THE PLANK JANUARY 25, 2008
In a rather unique case, the California Supreme Court ruled yesterday that the state's medical marijuana law, approved by voters in 1996, only protects users from criminal prosecution--it doesn't prohibit firms from disciplining or firing employees who use marijuana under the law. Needless to say, medical marijuana advocates are none too happy:
California is one of 12 states with medical marijuana laws. At
least one of them, Rhode Island, specifically protects workers from
being fired for their medical use of the drug, said Bruce Mirken of the
Marijuana Policy Project, an advocacy group."The court is
claiming that California voters intended to permit medical use of
marijuana, but only if you're willing to be unemployed and on welfare,"
Mirken said. "That is ridiculous on its face, as well as cruel."
This raises an interesting question. Courts often consider the legislative history and intent of a statute in interpreting it. When the law is passed at the ballot box rather than by a legislature, how can you possibly ascertain what the law "intended"? Do you conduct a poll to figure out what the voters thought they meant? Do you ask the author of the proposition? How many people even considered a circumstance like this in deciding how to vote?

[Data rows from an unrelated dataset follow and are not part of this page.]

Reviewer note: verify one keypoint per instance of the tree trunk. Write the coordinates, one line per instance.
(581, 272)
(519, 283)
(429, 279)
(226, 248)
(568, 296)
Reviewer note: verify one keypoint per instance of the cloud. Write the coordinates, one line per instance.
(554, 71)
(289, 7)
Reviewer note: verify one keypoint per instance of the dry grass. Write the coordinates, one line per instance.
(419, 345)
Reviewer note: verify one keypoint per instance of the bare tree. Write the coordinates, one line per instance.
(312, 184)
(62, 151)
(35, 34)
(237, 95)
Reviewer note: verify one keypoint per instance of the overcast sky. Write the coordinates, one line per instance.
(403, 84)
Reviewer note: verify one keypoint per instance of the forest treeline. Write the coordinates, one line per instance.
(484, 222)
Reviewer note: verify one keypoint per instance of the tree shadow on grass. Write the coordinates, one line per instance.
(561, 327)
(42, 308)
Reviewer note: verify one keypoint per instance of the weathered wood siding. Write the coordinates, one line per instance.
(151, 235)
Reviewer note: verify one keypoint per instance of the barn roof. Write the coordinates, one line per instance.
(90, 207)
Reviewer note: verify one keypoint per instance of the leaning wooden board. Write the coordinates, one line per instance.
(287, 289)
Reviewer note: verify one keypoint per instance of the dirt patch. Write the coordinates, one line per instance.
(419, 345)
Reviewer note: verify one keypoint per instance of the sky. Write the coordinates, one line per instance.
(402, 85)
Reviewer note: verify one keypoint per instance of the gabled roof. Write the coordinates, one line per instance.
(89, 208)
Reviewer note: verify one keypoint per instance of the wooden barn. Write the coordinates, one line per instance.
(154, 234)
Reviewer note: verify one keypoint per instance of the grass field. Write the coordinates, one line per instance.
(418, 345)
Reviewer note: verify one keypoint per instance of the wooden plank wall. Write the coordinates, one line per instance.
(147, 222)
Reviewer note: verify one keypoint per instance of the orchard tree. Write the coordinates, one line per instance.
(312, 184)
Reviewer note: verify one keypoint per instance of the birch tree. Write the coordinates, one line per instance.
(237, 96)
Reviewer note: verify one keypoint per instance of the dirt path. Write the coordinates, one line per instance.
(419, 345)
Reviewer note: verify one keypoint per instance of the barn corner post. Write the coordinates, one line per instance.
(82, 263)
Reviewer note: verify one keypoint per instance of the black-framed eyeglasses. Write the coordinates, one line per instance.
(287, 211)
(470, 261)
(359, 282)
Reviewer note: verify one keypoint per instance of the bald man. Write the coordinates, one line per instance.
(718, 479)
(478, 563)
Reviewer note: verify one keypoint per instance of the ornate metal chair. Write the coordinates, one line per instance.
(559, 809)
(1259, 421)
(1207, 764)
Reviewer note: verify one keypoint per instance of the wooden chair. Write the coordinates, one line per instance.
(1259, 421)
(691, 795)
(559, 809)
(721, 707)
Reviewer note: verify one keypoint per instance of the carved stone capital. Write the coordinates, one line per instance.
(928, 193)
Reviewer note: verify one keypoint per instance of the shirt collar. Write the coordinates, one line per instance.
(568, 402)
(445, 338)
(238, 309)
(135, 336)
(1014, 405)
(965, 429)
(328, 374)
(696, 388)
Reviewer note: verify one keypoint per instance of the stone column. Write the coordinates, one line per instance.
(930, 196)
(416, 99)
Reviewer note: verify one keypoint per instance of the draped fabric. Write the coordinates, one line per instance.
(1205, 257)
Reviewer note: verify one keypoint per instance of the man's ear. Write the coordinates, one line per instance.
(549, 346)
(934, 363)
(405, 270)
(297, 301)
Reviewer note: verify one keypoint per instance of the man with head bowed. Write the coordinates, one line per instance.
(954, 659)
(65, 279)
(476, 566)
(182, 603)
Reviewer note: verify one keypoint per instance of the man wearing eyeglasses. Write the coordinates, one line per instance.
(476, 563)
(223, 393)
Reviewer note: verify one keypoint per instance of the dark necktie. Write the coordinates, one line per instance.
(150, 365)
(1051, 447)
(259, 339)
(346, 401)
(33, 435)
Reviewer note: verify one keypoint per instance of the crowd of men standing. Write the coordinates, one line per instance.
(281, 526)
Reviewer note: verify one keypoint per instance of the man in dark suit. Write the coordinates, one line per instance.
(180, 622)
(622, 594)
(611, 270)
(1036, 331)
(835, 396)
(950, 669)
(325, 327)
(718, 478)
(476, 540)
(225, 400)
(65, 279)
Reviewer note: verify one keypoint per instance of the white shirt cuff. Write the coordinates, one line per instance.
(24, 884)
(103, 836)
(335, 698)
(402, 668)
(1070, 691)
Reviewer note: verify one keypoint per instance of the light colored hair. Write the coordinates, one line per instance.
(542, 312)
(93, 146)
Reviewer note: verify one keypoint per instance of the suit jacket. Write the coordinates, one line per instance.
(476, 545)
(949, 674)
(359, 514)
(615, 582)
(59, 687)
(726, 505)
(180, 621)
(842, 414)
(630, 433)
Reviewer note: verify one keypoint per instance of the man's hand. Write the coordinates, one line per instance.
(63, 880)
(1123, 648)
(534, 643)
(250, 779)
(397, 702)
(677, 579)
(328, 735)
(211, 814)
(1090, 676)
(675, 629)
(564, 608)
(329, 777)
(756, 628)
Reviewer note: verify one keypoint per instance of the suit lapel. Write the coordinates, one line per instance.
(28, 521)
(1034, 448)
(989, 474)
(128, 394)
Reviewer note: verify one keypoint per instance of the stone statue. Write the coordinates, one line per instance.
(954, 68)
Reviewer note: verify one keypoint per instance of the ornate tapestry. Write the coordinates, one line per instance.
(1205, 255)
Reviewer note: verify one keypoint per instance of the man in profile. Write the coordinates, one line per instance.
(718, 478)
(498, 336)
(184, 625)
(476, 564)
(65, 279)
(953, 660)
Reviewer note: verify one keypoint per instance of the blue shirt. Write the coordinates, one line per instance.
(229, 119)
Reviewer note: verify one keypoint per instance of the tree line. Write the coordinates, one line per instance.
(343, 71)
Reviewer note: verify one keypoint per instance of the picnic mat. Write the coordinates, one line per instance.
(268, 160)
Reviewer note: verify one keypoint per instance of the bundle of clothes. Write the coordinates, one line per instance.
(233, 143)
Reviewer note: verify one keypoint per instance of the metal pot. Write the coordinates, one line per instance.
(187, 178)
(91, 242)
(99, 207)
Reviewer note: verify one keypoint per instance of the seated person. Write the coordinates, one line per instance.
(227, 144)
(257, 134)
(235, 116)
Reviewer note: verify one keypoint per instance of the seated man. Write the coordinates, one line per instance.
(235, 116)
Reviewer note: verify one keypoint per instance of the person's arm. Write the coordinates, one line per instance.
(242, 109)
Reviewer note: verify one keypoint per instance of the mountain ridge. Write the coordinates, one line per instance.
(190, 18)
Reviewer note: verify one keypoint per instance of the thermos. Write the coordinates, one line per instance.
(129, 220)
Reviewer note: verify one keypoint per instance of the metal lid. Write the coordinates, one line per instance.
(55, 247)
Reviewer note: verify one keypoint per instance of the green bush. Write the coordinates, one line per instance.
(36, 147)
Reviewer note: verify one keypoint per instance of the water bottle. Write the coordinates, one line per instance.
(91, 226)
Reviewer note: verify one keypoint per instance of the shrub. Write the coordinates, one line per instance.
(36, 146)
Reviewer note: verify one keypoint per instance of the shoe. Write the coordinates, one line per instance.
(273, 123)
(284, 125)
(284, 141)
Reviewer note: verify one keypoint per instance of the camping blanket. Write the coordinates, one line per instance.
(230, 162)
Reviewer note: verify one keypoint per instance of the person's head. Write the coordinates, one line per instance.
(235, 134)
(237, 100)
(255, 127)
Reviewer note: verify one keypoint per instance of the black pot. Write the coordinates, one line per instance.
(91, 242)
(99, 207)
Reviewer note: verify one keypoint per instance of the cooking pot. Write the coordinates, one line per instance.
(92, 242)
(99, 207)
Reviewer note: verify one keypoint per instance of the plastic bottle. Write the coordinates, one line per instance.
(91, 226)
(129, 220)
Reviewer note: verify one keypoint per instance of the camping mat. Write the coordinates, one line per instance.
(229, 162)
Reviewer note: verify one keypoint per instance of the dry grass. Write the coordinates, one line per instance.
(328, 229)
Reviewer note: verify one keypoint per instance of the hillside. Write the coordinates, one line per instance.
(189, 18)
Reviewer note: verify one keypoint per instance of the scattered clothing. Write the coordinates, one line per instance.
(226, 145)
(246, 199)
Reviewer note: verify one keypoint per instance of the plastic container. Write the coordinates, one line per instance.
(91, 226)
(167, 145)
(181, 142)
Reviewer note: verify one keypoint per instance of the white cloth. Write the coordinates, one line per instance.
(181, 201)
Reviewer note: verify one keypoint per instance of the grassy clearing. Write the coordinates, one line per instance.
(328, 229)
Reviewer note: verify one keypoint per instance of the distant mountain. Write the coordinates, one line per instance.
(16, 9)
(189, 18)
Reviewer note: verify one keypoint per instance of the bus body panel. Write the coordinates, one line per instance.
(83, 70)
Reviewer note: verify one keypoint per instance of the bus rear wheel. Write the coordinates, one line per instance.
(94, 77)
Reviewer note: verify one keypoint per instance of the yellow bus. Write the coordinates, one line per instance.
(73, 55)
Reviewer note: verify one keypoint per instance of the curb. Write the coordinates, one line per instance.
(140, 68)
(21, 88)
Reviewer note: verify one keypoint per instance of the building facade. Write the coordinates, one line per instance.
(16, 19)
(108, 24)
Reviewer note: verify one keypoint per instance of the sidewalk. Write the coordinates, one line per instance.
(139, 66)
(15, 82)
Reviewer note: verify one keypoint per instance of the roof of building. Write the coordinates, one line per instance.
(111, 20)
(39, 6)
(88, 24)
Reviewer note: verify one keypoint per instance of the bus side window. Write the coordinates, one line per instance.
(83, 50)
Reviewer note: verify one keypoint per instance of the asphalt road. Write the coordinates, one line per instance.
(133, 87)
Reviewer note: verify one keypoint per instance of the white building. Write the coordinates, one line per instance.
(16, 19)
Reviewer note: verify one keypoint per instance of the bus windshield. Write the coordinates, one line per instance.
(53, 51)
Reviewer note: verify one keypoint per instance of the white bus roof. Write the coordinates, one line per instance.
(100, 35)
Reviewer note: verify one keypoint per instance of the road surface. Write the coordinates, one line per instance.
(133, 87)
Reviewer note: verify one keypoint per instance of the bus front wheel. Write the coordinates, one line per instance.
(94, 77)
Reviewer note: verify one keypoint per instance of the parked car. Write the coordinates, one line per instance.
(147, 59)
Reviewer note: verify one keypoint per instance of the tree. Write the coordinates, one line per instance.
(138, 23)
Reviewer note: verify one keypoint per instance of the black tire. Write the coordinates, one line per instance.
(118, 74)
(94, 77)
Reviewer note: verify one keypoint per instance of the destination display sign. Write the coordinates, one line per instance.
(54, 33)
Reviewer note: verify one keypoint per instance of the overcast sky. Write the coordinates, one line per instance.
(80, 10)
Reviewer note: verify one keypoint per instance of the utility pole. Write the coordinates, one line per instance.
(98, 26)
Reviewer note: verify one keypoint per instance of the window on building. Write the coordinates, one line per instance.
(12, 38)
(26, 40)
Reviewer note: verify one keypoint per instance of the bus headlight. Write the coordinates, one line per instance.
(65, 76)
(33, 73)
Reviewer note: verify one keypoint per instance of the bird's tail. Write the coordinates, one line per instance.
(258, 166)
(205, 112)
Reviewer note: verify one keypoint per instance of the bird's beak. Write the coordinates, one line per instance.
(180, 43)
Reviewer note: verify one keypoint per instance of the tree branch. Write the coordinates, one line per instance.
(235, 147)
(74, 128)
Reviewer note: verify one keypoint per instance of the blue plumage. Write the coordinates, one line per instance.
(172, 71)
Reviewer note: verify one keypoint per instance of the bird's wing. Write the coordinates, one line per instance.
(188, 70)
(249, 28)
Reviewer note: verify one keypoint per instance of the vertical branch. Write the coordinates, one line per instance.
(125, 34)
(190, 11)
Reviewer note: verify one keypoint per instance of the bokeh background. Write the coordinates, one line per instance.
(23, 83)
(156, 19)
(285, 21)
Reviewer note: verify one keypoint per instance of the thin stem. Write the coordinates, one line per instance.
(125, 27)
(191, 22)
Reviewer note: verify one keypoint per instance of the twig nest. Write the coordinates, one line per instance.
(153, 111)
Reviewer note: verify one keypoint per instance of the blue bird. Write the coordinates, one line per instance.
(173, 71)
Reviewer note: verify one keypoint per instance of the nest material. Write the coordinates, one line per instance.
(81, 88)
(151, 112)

I say this as someone more sympathetic than most to the quirky, chaotic system that is the California ballot initiative process (I sent in my absentee ballot this week and was sort of disappointed to see only three propositions on it). The medical marijuana law is a poster child for how the system, despite all its flaws, can sometimes work well--it's a sound policy supported by a clear majority of voters, but one that would never have been approved by the legislature. The initiative system has its limitations, though, and divining "legislative intent" is certainly one.